Energies are trading lower this morning on negative Chinese spending data and profit-taking on last week’s energy rally. Retail sales in China were disappointing, keeping the door open for policymakers to increase stimulus measures to boost consumer spending. Retail sales in November grew at 3% in November, its weakest pace in three months and well below the 4.8% increase in October. At a conference over the weekend, the director of the People’s Bank of China’s research bureau stated that China has room to cut interest rates and the reserve requirement ratio next year and intends to in a timely manner (BBG). Expect energy prices to remain capped unless we see a drastic change in spending in the world’s second-largest economy and largest crude importer. Given the 6% rise in crude and product prices last week, some traders seized the opportunity and took profits. Crude prices are still rangebound and waiting for a catalyst to move prices outside of the $67-$73 trading range we have been stuck in since October 15.
Crude
- Libya’s National Oil Corp. declared force majeure at the 120 kbpd Zawiya refinery due to a conflict that caused a fire after storage units were struck, causing significant damage.
- Russian President Putin extended the ban on selling crude and oil products to foreign buyers that adhere to the price cap mechanism through June 30 after Russia’s oil-export revenue fell $1.12 billion from October to November.
- China’s crude refining rose for the first time in eight months in November to 14.3 million bpd, up from 14.02 million bpd processed in October.
- The U.S. crude oil rig count remained flat at 482 for the weeks ended December 13.
- Managed money participants decreased their net length in WTI by 9.9k lots with a reduction in long positions of 6.8k lots and an increase in short positions of 3.1k lots.

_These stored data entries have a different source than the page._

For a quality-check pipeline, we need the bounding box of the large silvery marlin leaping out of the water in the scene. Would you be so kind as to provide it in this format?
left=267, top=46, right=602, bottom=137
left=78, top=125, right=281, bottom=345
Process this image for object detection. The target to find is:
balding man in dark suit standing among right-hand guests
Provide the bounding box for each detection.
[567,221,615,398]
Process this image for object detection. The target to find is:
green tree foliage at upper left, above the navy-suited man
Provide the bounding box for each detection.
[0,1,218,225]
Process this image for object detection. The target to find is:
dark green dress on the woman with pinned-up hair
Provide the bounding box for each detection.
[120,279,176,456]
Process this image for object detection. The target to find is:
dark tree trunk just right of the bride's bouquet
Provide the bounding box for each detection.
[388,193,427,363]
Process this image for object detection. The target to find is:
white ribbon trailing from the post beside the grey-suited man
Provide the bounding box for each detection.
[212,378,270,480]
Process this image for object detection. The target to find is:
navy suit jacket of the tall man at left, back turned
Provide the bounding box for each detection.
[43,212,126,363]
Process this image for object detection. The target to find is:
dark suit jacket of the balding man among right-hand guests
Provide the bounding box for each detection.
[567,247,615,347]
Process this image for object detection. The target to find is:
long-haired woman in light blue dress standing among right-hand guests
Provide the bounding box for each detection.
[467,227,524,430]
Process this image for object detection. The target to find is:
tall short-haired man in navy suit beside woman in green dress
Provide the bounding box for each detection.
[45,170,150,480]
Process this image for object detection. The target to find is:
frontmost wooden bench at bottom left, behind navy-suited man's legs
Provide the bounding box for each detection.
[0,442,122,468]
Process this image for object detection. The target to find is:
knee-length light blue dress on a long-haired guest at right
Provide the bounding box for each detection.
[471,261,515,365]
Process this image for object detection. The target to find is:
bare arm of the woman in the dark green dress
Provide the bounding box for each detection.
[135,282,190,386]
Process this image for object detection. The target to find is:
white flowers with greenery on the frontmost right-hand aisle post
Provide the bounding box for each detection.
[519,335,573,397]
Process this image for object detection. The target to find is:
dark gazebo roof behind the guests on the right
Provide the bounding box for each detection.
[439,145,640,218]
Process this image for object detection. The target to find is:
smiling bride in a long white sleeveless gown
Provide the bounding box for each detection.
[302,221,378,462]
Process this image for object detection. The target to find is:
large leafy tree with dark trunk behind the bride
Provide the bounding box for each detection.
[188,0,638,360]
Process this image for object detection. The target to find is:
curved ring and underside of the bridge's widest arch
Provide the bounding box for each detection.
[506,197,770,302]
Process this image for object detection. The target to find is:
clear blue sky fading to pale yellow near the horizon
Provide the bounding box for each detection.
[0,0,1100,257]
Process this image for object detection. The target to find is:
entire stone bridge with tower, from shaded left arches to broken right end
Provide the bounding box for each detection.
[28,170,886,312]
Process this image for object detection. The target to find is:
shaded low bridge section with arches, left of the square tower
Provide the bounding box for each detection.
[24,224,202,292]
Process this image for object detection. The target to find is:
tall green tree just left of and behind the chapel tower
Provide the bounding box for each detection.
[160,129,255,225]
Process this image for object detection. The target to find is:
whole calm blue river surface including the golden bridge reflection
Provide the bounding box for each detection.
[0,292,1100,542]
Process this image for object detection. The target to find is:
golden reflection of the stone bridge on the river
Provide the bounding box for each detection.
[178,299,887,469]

- As of 9:10 am CST: Brent crude oil is down $0.35 to $74.14, the US dollar index is down $0.178 to 106.815 while the nearby e-mini S&P 500 futures contract is up 18.00 at 6073.50.
Diesel
- NYMEX heating oil net length decreased by 19k lots with a reduction of 3.7k long positions and an increase of 15.3k short positions.
- Group cash diesel prices are 10 cents below the five-year seasonal average.
- Chicago cash diesel prices are 5 cents below the five-year seasonal average.
Gasoline
- NYMEX gasoline net length increased by 6.5k lots with an increase of 5.8k long positions and a reduction of 724 short positions.
- Group cash gasoline prices are 5 cents above the five-year seasonal average.
- Chicago cash gasoline prices are 10 cents above the five-year seasonal average.
Propane
- Conway is trading at .7325 while Belvieu is trading at .7800.
- Conway Swap Q4-Q1 25/26 strip indicative midpoint ~.7467.
- Conway propane is trading at 44% to WTI.
Natural Gas
- Weekend weather runs came in net bearish, removing over 10 HDDs from the two-week forecast. (GS)
- U.S. natural gas consumption through September 2024 averaged 89.8 Bcf/d, up 1% from the same period in 2023. (GS)
- Dutch natural gas futures are back below 40 euros per MWh as Hungary stated it found a “legal financial solution” to allow the nation to continue paying for Russian natural gas shipments via Bulgaria without breaking U.S. sanctions. (GS)
4-Week Average Propane Demand Seasonal Chart: Warmer temperatures throughout most of the U.S. and a lack of dryer demand have limited overall propane demand. 2024 propane demand (orange line) has been well below the five-year seasonal average (purple line) all year. The lack of demand has caused a shift in the forward curve, and spot prices are now cheaper than fall/winter 25/26 prices.